00000000-0000-0000-0000-00000002c6ad Logout, user_id: 94309d50-4f52-5250-31bd-74fecac179db
Shutting down UDFs loader
Shutting down named sessions
Shutting down database catalog
Shutting down database INFORMATION_SCHEMA
Shutting down database _local
Shutting down database information_schema
Shutting down system databases
Shutting down DDLWorker
Shutting down caches
2023.12.04 18:20:42.937242 [ 181933 ] {} <Debug> Application: Removing temporary directory: /tmp/clickhouse-local-181933-1701685242-3725016050319400010
Code: 636. DB::Exception: Cannot extract table structure from Parquet format file, because there are no files with provided path in S3 or all files are empty. You must specify table structure manually: Cannot extract table structure from Parquet format file. You can specify the structure manually. (CANNOT_EXTRACT_TABLE_STRUCTURE)
2023.12.04 18:20:42.937474 [ 181933 ] {} <Debug> Application: Uninitializing subsystem: Logging Subsystem

any string in backtrace like "xxxxxx" actually right strings.

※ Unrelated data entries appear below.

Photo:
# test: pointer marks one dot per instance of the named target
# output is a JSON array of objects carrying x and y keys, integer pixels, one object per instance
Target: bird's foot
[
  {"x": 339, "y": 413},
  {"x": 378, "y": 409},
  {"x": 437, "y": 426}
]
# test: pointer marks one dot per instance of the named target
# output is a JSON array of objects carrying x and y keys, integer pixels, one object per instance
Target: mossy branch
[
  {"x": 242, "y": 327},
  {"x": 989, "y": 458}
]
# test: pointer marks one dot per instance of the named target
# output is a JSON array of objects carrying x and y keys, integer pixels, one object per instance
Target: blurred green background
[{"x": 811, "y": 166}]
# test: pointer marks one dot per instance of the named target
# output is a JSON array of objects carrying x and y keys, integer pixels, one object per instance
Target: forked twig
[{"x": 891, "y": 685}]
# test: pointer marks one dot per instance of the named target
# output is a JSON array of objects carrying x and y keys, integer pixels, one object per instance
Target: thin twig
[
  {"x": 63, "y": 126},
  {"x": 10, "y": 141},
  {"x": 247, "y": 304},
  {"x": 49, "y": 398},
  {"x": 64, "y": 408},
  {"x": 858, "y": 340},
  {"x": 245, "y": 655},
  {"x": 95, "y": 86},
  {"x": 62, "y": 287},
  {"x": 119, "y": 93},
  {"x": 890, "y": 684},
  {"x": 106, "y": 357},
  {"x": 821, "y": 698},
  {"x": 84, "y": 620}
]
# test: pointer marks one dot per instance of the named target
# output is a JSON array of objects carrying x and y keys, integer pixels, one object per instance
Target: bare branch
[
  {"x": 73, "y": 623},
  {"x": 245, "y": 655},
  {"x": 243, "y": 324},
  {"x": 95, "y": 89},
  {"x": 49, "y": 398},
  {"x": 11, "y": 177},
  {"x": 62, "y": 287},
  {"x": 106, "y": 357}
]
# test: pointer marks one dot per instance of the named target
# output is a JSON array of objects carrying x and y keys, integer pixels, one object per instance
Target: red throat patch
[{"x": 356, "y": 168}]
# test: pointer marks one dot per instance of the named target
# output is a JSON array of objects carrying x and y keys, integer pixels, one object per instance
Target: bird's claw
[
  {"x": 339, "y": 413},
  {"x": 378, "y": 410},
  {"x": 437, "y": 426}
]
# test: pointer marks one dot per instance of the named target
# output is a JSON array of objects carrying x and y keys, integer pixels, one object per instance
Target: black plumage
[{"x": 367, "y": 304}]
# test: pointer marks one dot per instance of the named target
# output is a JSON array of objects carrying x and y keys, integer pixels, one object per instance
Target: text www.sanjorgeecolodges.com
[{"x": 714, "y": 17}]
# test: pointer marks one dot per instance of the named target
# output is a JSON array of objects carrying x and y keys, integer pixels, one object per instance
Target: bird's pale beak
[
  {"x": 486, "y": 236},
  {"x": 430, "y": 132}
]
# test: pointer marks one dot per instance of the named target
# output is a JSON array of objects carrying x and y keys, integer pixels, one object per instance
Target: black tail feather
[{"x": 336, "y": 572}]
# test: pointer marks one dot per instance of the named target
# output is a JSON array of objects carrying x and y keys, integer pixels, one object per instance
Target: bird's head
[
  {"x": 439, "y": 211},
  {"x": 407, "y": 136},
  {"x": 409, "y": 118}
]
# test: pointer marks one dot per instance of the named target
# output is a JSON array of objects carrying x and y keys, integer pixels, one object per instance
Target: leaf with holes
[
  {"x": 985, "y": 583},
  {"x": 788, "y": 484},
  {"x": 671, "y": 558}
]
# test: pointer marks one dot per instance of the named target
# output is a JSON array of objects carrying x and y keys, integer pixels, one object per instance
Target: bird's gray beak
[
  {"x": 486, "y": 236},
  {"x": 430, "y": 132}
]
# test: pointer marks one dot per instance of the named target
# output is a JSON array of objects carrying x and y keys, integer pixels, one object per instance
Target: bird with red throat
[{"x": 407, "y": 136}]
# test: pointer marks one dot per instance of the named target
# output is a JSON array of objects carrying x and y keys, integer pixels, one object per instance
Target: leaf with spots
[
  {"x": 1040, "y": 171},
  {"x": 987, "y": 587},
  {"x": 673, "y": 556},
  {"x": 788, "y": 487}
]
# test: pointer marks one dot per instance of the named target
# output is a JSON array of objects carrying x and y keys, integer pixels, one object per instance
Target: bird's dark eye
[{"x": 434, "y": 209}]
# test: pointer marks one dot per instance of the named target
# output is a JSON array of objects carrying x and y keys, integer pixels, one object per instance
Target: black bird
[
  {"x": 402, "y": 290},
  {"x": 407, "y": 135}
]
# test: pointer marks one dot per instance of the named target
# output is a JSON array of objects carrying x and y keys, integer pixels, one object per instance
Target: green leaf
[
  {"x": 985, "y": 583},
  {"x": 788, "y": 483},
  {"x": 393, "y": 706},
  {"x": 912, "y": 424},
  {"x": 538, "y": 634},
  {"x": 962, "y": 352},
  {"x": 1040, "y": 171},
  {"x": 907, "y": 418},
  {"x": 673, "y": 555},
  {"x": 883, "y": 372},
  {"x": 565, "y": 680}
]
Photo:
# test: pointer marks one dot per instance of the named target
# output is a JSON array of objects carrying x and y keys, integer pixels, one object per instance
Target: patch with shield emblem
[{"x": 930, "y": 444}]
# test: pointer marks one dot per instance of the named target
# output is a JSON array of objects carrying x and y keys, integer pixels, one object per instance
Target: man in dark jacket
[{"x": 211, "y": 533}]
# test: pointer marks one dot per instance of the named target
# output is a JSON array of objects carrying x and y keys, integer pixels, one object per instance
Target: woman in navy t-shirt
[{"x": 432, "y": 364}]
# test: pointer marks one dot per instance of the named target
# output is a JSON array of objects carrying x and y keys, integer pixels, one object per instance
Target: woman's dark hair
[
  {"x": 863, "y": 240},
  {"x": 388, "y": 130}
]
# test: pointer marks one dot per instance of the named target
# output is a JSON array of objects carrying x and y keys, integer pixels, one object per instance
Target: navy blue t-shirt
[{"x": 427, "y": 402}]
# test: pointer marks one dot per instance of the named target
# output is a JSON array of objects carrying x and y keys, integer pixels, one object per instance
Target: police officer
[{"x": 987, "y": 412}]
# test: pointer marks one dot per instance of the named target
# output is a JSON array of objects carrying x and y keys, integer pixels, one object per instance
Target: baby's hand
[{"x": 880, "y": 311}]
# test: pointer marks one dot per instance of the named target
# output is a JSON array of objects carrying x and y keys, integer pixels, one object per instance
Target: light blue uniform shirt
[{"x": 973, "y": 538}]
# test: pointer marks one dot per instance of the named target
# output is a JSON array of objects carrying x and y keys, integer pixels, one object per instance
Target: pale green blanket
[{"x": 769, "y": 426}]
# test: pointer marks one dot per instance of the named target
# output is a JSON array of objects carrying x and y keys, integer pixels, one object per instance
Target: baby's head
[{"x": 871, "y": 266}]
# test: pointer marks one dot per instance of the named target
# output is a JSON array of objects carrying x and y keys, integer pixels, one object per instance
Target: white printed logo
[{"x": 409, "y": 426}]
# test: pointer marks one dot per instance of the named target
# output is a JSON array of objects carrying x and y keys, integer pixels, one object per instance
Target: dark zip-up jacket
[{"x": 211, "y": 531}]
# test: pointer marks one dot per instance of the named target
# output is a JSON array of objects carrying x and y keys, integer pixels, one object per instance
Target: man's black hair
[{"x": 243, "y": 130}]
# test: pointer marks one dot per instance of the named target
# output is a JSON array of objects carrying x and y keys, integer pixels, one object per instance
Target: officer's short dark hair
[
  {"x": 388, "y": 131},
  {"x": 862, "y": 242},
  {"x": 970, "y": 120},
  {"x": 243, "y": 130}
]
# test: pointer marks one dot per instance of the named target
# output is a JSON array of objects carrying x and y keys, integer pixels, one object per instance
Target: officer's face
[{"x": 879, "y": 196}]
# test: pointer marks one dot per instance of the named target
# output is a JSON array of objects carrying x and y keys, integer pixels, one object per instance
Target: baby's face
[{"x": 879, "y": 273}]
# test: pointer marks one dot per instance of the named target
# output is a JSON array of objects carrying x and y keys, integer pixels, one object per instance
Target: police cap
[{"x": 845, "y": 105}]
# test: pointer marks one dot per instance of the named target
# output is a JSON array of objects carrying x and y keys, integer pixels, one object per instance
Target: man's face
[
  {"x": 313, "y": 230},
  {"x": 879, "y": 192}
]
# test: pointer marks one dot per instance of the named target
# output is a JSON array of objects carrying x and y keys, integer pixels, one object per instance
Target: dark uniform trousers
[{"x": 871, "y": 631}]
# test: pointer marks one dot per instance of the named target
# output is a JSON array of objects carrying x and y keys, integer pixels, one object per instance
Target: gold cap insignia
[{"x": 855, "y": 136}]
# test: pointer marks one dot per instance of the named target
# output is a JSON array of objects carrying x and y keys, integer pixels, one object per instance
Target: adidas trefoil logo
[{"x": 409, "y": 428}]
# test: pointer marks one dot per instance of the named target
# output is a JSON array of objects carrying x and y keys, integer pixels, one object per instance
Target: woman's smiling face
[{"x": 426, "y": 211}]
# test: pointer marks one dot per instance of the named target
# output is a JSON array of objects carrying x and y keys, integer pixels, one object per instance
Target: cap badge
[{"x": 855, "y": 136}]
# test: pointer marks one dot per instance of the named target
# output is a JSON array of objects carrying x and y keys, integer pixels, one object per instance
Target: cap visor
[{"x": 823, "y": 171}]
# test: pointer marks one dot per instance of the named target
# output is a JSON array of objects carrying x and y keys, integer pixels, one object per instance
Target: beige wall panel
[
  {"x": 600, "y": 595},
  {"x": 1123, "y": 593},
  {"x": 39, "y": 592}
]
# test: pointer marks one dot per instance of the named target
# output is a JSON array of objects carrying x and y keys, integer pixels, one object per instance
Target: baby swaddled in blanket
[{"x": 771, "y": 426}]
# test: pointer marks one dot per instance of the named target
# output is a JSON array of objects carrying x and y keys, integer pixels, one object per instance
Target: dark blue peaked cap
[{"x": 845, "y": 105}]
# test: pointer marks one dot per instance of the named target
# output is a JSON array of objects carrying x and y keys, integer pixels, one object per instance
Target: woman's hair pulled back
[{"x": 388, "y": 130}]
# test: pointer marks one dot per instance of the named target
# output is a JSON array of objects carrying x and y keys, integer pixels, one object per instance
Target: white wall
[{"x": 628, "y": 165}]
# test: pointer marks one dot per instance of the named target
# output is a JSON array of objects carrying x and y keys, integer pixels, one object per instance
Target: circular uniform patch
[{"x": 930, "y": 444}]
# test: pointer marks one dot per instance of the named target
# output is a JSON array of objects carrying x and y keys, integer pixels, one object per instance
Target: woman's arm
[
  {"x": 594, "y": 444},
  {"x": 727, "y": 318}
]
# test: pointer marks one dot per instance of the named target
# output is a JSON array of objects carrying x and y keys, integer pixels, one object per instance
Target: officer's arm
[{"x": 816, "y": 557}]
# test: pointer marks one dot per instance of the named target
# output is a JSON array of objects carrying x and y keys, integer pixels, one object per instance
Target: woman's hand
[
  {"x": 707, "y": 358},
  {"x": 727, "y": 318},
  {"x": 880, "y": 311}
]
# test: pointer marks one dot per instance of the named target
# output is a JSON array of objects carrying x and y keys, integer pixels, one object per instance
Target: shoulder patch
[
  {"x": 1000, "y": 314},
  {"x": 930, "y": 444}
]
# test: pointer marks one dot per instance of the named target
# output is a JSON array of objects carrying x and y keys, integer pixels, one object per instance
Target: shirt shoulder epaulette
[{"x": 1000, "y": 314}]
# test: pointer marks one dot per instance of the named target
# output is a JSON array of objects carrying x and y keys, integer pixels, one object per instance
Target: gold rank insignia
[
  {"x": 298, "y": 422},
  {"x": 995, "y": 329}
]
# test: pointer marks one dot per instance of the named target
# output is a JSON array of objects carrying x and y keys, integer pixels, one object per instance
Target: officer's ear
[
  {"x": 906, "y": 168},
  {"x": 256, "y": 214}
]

code environment: x86_64 python3.9 chdb:1.0.0 s3: ceph-s3

neiblegy commented 9 months ago

my endpoint is "http://ceph-c105-sg-drt-aip.s3.sto.xxxx.io" , seems there are hard coding process "s3" in it, then treat something wrong as BUCKET

lmangani commented 9 months ago

ClickHouse offers a lot of s3 function and s3 engine related settings which influence the driver and might apply to your case

auxten commented 9 months ago

It's due to some s3 implementation that not fully follow s3 specifications. ClickHouse will use the string before s3 in domain as bucket name. The regex is R"((.+)\.(s3|cos|obs|oss)([.\-][a-z0-9\-.:]+))" But in this issue, bucket name is represented to the path after domain name.

Typically, I will not fix this. But what's wired is the offical awscli could handle these misconfigured s3 storage with specify endpoint and s3 URL separately. like:

aws s3 ls s3://bucket/datasets/ryan_test/ --endpoint http://some-irrelevant-name.s3.xxx.io

I will check it later.

auxten commented 9 months ago

Won't fix, it's a mis-configured S3 issue.